Diese Paradoxie ist in dem Sinne gravierend, als dass es sich in diesem Fall um die Grenzen des Ganzen und nicht um die Grenzen seiner Bestandteile handelt. Solche Grenze – das muss hevorgehoben werden – kann aus der internen Perspektive des Beobachters nicht bestimmt werden.

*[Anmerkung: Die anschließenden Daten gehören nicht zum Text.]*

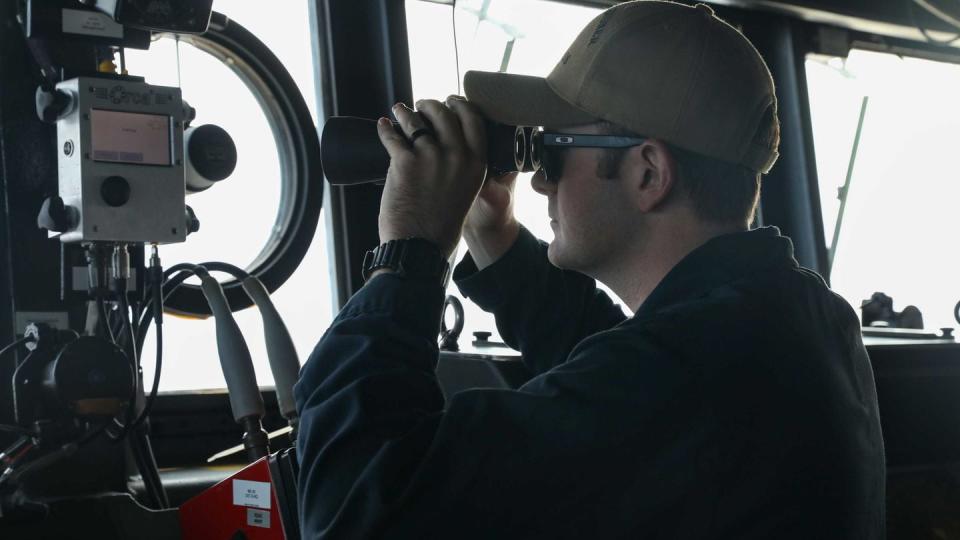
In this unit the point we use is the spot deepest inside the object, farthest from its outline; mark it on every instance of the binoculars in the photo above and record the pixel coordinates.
(351, 151)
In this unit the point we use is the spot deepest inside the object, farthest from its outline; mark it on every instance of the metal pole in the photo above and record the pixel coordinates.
(844, 192)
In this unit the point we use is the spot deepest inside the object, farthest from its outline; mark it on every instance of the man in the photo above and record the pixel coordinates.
(738, 401)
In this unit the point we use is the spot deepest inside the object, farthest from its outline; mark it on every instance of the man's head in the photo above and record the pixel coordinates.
(689, 83)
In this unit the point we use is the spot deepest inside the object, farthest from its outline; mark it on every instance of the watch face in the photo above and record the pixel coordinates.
(411, 257)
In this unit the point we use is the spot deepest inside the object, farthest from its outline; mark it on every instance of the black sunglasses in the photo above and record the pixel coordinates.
(547, 148)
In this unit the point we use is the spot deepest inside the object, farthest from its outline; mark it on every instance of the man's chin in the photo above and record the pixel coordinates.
(555, 256)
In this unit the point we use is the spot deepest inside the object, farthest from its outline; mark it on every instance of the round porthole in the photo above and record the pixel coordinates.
(264, 216)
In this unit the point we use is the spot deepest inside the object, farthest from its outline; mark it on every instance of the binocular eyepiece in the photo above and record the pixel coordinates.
(351, 151)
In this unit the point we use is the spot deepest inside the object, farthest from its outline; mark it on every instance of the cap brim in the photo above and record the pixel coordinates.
(521, 100)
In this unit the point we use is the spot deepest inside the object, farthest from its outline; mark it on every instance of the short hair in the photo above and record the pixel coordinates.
(720, 191)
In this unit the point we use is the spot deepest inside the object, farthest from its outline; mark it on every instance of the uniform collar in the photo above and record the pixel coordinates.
(718, 261)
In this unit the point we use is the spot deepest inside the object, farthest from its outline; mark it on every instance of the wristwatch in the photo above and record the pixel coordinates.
(409, 257)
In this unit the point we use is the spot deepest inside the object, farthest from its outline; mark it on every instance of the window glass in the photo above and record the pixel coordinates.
(903, 185)
(525, 37)
(237, 215)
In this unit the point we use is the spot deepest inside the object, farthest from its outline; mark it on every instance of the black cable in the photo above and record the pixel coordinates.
(146, 463)
(226, 268)
(105, 319)
(169, 286)
(14, 345)
(923, 30)
(157, 300)
(120, 285)
(15, 429)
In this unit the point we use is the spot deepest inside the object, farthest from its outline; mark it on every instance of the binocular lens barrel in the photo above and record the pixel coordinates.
(351, 151)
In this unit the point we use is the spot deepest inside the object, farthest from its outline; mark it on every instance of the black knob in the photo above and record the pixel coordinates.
(193, 224)
(56, 216)
(115, 191)
(482, 336)
(51, 104)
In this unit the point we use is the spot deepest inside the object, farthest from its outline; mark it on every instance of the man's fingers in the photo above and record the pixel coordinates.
(474, 126)
(391, 140)
(444, 121)
(413, 125)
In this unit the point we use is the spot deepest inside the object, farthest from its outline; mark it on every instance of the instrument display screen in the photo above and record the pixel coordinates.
(134, 138)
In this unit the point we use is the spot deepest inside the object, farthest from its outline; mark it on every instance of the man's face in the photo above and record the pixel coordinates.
(590, 216)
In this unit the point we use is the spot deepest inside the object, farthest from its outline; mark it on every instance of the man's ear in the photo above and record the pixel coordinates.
(652, 173)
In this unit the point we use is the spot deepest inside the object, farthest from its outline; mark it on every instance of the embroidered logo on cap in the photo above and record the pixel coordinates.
(601, 26)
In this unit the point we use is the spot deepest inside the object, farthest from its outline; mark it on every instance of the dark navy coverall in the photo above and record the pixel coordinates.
(738, 402)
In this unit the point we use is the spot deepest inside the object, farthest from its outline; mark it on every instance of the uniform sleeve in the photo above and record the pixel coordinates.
(540, 310)
(382, 455)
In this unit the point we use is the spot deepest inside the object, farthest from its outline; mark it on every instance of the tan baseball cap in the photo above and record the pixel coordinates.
(660, 69)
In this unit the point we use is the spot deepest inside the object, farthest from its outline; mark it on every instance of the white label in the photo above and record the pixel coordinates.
(258, 518)
(254, 494)
(90, 23)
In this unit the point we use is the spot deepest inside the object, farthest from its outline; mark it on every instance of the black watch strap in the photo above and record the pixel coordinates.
(409, 257)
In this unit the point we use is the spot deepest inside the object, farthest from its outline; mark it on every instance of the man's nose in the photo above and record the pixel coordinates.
(541, 185)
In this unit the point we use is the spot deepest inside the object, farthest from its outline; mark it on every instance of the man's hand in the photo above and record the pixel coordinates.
(433, 180)
(491, 228)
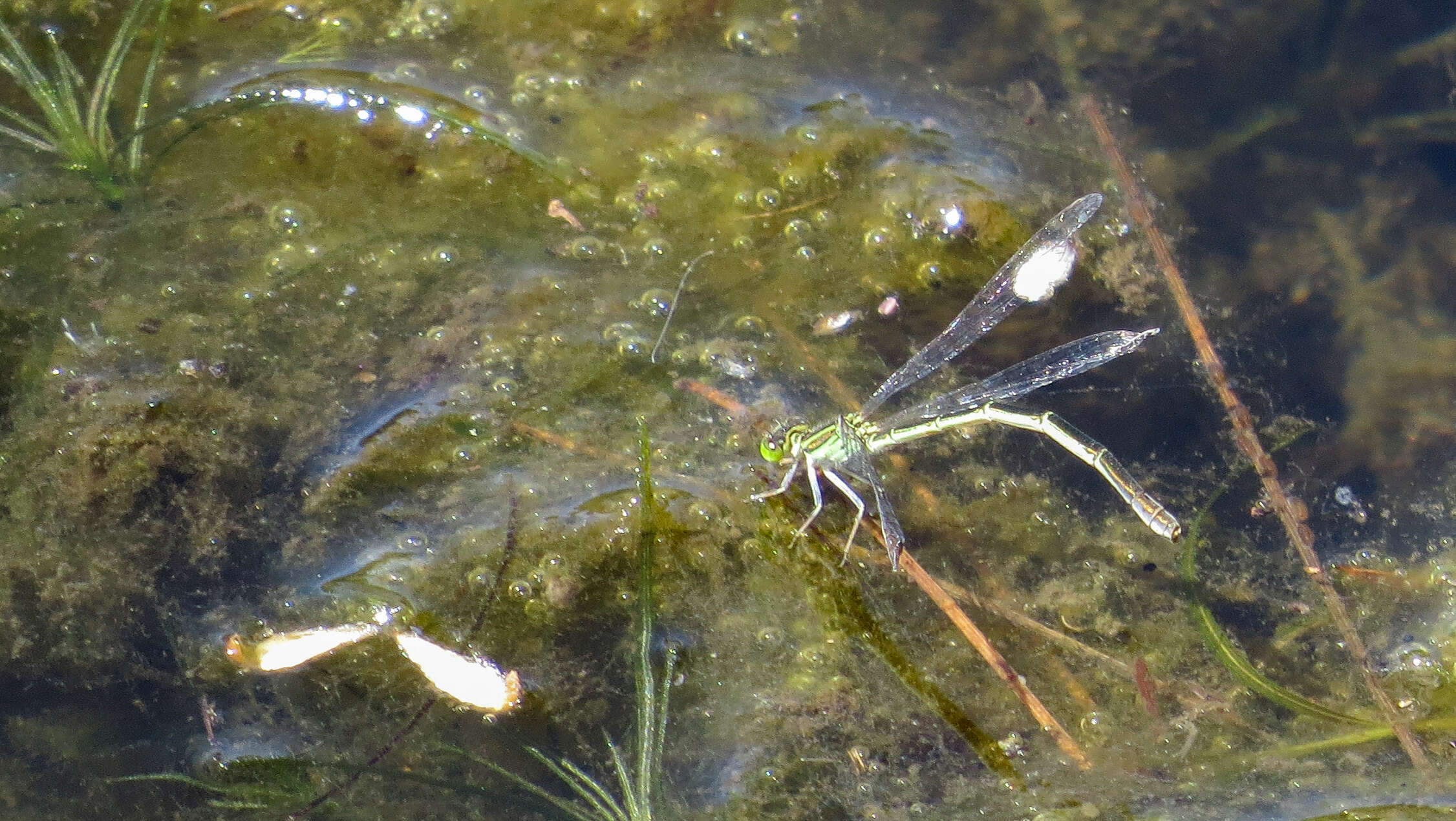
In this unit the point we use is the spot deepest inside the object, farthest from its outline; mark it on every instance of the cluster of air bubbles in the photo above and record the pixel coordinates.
(478, 95)
(339, 21)
(443, 255)
(729, 357)
(290, 258)
(296, 10)
(405, 73)
(421, 21)
(290, 219)
(764, 37)
(584, 248)
(628, 338)
(1413, 672)
(546, 88)
(656, 302)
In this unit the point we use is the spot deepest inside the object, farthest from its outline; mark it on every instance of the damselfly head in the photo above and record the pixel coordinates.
(781, 440)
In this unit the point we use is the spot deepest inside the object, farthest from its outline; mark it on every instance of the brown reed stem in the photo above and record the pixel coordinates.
(1289, 508)
(993, 658)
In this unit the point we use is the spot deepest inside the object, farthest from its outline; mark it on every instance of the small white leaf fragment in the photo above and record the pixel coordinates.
(286, 651)
(468, 679)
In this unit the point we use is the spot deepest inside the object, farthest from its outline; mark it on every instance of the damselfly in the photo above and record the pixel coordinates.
(844, 447)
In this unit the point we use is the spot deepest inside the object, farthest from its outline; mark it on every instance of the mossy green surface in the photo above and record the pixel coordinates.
(396, 268)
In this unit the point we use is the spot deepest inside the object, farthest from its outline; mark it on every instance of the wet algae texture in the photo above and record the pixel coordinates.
(378, 326)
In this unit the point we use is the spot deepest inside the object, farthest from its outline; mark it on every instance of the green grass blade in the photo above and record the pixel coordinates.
(593, 793)
(570, 808)
(34, 142)
(66, 118)
(1219, 643)
(1381, 732)
(21, 67)
(660, 730)
(105, 88)
(647, 705)
(629, 795)
(28, 131)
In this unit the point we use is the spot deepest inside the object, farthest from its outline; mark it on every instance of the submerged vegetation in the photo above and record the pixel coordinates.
(78, 125)
(380, 330)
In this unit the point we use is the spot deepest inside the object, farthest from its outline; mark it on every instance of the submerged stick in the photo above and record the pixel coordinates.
(1289, 508)
(995, 660)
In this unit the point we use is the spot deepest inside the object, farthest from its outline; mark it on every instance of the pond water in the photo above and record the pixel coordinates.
(460, 322)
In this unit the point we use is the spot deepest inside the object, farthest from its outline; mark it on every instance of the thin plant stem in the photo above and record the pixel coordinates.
(995, 660)
(678, 296)
(1292, 513)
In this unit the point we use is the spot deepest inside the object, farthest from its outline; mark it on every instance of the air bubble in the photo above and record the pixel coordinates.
(747, 37)
(798, 230)
(443, 255)
(289, 217)
(931, 274)
(586, 248)
(750, 324)
(617, 331)
(480, 95)
(656, 302)
(634, 347)
(880, 240)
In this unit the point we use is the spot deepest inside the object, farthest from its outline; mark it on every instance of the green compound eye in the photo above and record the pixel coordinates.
(771, 449)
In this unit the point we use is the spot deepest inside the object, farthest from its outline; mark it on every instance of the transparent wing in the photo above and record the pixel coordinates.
(1029, 275)
(1044, 368)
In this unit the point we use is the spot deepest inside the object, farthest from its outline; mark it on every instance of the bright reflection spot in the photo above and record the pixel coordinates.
(409, 114)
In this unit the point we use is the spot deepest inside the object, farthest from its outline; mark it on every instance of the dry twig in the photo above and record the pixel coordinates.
(1289, 508)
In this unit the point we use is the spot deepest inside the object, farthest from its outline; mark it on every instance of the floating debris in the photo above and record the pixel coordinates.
(468, 679)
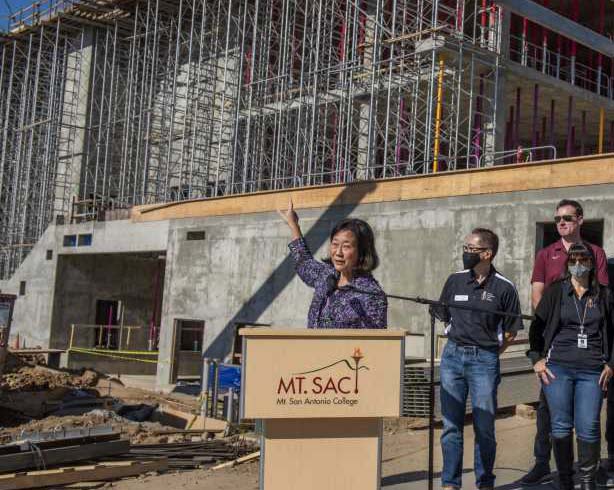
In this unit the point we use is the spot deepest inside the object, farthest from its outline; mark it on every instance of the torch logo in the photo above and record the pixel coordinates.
(357, 357)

Obwohl die Limes-Paradoxie innerhalb des Standardmodells behelfsmäßig entschärft wird (indem der Urknall als ein Zustand, vom Zustand des expandierenden Universums logisch entkoppelt und indem die Richtung der Urknalldynamik als expansiv entschieden wird), bestimmt sie, dass die dynamischen Aspekte des aktuell gültigen Modells formal unentscheidbar bleiben (siehe Erkenntnis 6.: Axiom 2a / 2b).

b) Urknallraum-Paradoxie.

Wenn man in den Nachthimmel blickt, d.h. wenn man die Vergangenheit betrachtet (A1.), sieht man immer ältere Stadien kosmischer Entwicklung nicht etwa auf einen zentralen Punkt zulaufen, sondern in alle Himmelsrichtungen gleichmäßig verteilt.
Dies ist der Hauptgrund, warum das Konzept eines aktuell expandierenden Universums unsere Vorstellung beeinflusst – wir stellen uns einen Weltraum vor, der sich seit dem Zeitpunkt des Urknalls mehr oder minder isotrop ausdehnt. Zwischen der Vorstellung eines expandierenden Universums und der beobachteten Wirklichkeit besteht auf den ersten Blick kein Widerspruch, dieser lässt sich jedoch sehr wohl beobachten (siehe Erkenntnis 3).

Indem die Zustandsbezeichnung “Urknall” eingeführt wird, fällt schwer einzusehen, dass im Augenblick des „Urknalls“ nicht etwa der Urknall, sondern das vollständige Universum entstanden ist.
Die Bezeichnung “Urknall” entspricht keiner faktischen Entwicklungsphase des Universums, sie ist ein sprachlicher Hilfsbegriff, welcher mit dem Ziel eingeführt wird, einen bestimmten Zustand des Universum erfassbar (erkennbar) zu machen. Nachfolgend verwenden wir diesen Begriff ausschließlich in diesem Sinne.